Flanelinha, à caráter

Já virou até uma cena rotineira: eu e meu namorado tocando em um bar da cidade, no final da apresentação saímos por último (assim como os garçons) e encontramos os ‘flanelinhas’ aguardando ansiosos pela nossa saída. Tanto já nos acostumamos que quando não os encontramos, chegamos a comentar e a sentir falta de procurar as moedinhas na carteira para pagar pela boa ação dos ‘flanelinhas’ de cuidar nosso carro durante “toda a noite”. Moedinhas, por enquanto. Que eu saiba ainda moro em Santa Cruz do Sul, que é considerada uma cidade do interior, mas com problemas de gente, ops, de cidade grande.

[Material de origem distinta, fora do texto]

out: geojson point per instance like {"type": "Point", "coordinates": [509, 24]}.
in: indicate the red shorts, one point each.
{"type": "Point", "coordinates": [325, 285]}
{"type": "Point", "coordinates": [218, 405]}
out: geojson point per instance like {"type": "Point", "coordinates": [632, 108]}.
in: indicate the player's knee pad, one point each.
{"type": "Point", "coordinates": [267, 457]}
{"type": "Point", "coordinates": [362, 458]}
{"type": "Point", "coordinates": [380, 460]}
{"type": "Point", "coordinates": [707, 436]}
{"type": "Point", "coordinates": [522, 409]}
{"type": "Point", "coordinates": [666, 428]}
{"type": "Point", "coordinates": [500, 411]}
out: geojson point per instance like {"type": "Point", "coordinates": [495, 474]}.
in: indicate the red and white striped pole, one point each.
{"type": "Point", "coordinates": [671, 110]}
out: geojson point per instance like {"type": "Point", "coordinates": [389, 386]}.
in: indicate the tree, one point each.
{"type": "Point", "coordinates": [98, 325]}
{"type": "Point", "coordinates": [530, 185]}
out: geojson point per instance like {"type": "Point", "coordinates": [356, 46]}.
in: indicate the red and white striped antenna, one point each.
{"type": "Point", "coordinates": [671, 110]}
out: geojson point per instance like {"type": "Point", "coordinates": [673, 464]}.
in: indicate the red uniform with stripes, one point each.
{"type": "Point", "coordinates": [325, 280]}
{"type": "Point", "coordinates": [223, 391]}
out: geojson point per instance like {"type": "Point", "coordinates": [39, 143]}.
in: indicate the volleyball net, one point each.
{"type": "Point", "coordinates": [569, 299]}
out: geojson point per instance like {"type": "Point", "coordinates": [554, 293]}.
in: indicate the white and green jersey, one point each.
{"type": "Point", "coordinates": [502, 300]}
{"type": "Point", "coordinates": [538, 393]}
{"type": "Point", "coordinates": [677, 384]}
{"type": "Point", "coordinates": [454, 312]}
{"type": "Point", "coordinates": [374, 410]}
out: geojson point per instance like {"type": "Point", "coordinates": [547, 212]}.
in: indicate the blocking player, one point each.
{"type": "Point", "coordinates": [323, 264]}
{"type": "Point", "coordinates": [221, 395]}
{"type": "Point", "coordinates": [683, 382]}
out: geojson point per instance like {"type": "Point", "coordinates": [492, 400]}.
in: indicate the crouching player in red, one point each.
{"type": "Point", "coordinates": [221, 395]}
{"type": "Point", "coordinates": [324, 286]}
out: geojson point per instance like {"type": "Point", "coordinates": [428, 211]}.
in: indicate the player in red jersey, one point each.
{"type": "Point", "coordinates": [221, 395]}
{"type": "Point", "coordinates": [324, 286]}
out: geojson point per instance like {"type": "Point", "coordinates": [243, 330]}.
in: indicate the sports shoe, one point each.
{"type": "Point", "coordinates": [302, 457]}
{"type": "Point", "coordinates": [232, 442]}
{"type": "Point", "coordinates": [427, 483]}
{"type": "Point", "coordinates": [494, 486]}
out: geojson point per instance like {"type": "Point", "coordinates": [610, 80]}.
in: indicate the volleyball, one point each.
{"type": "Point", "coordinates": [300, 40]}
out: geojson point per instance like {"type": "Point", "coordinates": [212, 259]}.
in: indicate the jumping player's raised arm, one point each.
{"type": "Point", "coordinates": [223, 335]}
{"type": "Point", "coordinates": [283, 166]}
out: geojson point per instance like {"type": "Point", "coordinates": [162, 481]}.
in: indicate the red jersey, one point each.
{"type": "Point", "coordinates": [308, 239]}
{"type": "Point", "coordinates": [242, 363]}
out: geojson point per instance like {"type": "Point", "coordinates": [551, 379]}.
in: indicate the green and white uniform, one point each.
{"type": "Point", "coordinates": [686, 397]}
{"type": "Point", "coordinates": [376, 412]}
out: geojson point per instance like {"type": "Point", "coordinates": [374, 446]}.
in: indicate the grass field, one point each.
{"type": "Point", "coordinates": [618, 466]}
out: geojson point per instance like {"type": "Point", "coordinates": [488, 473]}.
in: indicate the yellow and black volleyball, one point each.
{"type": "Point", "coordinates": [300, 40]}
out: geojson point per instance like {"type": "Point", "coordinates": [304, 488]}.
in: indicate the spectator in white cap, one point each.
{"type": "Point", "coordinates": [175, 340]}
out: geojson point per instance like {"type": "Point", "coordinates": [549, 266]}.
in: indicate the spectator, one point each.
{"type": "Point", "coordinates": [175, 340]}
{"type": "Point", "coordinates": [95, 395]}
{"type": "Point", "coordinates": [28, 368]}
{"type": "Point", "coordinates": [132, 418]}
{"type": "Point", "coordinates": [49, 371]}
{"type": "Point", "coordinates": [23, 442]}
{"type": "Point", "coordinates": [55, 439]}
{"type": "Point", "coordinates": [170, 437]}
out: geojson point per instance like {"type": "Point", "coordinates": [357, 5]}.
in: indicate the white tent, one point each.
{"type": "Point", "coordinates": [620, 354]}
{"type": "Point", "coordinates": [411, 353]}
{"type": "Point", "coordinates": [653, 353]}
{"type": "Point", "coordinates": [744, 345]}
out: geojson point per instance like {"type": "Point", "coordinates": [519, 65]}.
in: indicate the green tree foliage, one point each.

Procurei o termo flanelinha no dicionário – sempre faço isso antes de começar a escrever algo – achei lá a palavra mais próxima “flanela”: tecido de lã, menos encorpado que a baetilha. A tal de baetilha não é do meu tempo, mas o que eu vi na noite da última sexta-feira – dia 04/07/2008 – foi algo bem mais encorpado que um pequeno tecido de lã. Eu já ia logo procurando a moedinha quando nos deparamos com um rapaz, lá pelos seus 17 anos, vestindo um terno – sim, calça e terno combinando. Ah, esqueci de olhar os sapatos! Mas me encantei tanto com o terno do menino e com a reação do meu namorado, que acabei esquecendo do resto.

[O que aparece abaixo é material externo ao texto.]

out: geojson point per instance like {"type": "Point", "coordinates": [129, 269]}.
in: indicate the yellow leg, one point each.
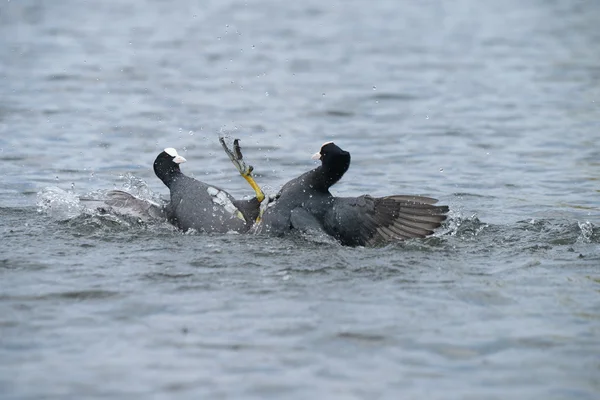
{"type": "Point", "coordinates": [260, 196]}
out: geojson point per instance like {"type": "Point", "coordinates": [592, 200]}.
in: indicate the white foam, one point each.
{"type": "Point", "coordinates": [171, 151]}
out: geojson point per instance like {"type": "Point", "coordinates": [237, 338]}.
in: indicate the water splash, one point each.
{"type": "Point", "coordinates": [59, 204]}
{"type": "Point", "coordinates": [587, 231]}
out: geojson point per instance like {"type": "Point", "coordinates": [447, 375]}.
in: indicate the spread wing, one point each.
{"type": "Point", "coordinates": [368, 221]}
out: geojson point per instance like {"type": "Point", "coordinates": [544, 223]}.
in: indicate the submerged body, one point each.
{"type": "Point", "coordinates": [207, 208]}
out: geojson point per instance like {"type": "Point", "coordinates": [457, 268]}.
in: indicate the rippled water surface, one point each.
{"type": "Point", "coordinates": [491, 107]}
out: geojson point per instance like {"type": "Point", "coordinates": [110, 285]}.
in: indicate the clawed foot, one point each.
{"type": "Point", "coordinates": [237, 159]}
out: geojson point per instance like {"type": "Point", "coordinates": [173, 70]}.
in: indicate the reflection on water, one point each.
{"type": "Point", "coordinates": [490, 107]}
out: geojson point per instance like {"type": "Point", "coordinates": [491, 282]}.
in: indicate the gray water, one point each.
{"type": "Point", "coordinates": [491, 107]}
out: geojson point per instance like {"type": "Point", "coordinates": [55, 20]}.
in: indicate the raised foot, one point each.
{"type": "Point", "coordinates": [236, 157]}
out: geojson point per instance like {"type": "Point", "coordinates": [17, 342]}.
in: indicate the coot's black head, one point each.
{"type": "Point", "coordinates": [166, 165]}
{"type": "Point", "coordinates": [334, 163]}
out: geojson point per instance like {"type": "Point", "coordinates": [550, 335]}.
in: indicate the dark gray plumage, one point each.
{"type": "Point", "coordinates": [197, 205]}
{"type": "Point", "coordinates": [305, 204]}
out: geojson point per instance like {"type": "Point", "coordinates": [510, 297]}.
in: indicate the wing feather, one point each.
{"type": "Point", "coordinates": [365, 220]}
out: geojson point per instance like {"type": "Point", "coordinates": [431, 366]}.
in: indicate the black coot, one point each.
{"type": "Point", "coordinates": [306, 204]}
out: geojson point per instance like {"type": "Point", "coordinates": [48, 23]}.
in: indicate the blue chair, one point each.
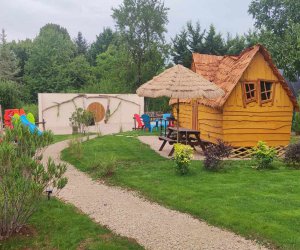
{"type": "Point", "coordinates": [165, 122]}
{"type": "Point", "coordinates": [148, 124]}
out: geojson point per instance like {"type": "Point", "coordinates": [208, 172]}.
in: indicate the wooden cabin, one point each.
{"type": "Point", "coordinates": [258, 104]}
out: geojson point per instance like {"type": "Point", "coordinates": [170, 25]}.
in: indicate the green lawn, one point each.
{"type": "Point", "coordinates": [263, 205]}
{"type": "Point", "coordinates": [295, 139]}
{"type": "Point", "coordinates": [60, 226]}
{"type": "Point", "coordinates": [57, 225]}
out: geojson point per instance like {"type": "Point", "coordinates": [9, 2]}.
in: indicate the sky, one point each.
{"type": "Point", "coordinates": [23, 18]}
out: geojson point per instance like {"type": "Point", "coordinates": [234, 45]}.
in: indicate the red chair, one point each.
{"type": "Point", "coordinates": [138, 120]}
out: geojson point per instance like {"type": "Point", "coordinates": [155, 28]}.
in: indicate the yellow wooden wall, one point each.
{"type": "Point", "coordinates": [245, 126]}
{"type": "Point", "coordinates": [209, 120]}
{"type": "Point", "coordinates": [185, 115]}
{"type": "Point", "coordinates": [270, 122]}
{"type": "Point", "coordinates": [210, 123]}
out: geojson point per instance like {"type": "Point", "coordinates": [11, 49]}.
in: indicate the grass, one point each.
{"type": "Point", "coordinates": [60, 226]}
{"type": "Point", "coordinates": [262, 205]}
{"type": "Point", "coordinates": [57, 225]}
{"type": "Point", "coordinates": [295, 139]}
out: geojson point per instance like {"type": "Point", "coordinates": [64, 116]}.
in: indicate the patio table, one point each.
{"type": "Point", "coordinates": [185, 136]}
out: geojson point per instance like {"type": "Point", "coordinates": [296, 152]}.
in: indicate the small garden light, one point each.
{"type": "Point", "coordinates": [49, 191]}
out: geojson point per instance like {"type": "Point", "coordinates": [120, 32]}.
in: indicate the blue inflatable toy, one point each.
{"type": "Point", "coordinates": [31, 126]}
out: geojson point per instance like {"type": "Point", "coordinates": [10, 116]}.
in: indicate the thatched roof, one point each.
{"type": "Point", "coordinates": [180, 82]}
{"type": "Point", "coordinates": [226, 71]}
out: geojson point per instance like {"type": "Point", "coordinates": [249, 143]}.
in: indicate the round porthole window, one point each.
{"type": "Point", "coordinates": [98, 110]}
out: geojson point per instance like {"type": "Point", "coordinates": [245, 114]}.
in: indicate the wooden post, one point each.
{"type": "Point", "coordinates": [44, 125]}
{"type": "Point", "coordinates": [1, 120]}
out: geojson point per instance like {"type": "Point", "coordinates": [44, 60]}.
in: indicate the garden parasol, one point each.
{"type": "Point", "coordinates": [180, 83]}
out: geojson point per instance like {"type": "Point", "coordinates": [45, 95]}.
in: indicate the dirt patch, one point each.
{"type": "Point", "coordinates": [25, 231]}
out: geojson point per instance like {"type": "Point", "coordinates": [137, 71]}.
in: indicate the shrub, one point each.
{"type": "Point", "coordinates": [75, 147]}
{"type": "Point", "coordinates": [215, 153]}
{"type": "Point", "coordinates": [182, 156]}
{"type": "Point", "coordinates": [23, 178]}
{"type": "Point", "coordinates": [292, 155]}
{"type": "Point", "coordinates": [263, 155]}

- Ei, tio, eu cuidei do carro, vai rolar uma gorjeta?
- Mas que roupa é essa? Tu tá mais arrumado do que eu! Quem usa terno não precisa tá pedindo gorjeta na rua. Aliás, vem cá, TU não tem uma gorjeta pra dar pra gente?

Não consegui, juro que tentei, mas não consegui segurar o riso. Meu namorado tirou as palavras da minha boca. Não que os ‘flanelinhas’ não possam estar arrumadinhos, mas de terno? É pra lá de moderno, não!? E um tanto quanto contraditório naquela situação. Imaginei-me de vestido de gala, em uma esquina, pedindo gorjeta. Bom, mas sendo mulher, sabe se lá o que me ofereceriam.

Fora a parte engraçada, fiquei realmente impressionada com o que vi. É, no mínimo, de se surpreender ao ver uma cena assim. Mas depois de digerir a situação, comecei a pensar em como ele tinha conseguido comprar, ou melhor, em como ele conseguiu adquirir, seja comprando ou ganhando, aquela vestimenta. Lembrei-me de um outro episódio com um menino de rua que nem cuidava de carros, só pedia dinheiro mesmo e contava uma história de fazer até o mais insensível dos homens se ajoelhar na frente da criatura e dar tudo que ela pedisse. O tal menino ganhava em torno de 70 reais por noite e depois ia trocar as cédulas mais baixas por notas de maior valor nos bares da cidade.

A rua vira um vício. Esmola vicia. Qualquer tipo. Esmola de dinheiro, esmola de roupa, esmola de comida, esmola de carinho, esmola de amor. Vicia o fato de você se adaptar a depender das pessoas para conseguir fazer algo que você podia fazer por si mesmo. E os meninos de rua estão longe de serem os únicos a se beneficiar desse vício. Dar esmola pode parecer uma boa ação, no entanto, pode significar um descargo de consciência de quem se sente culpado por ter mais que os outros e acha que dando esmola estará solucionando um problema. Só que não percebe que pode estar criando um problema maior ainda. Dar esmola nunca foi a solução para quem precisa muito mais de que uma simples moedinha.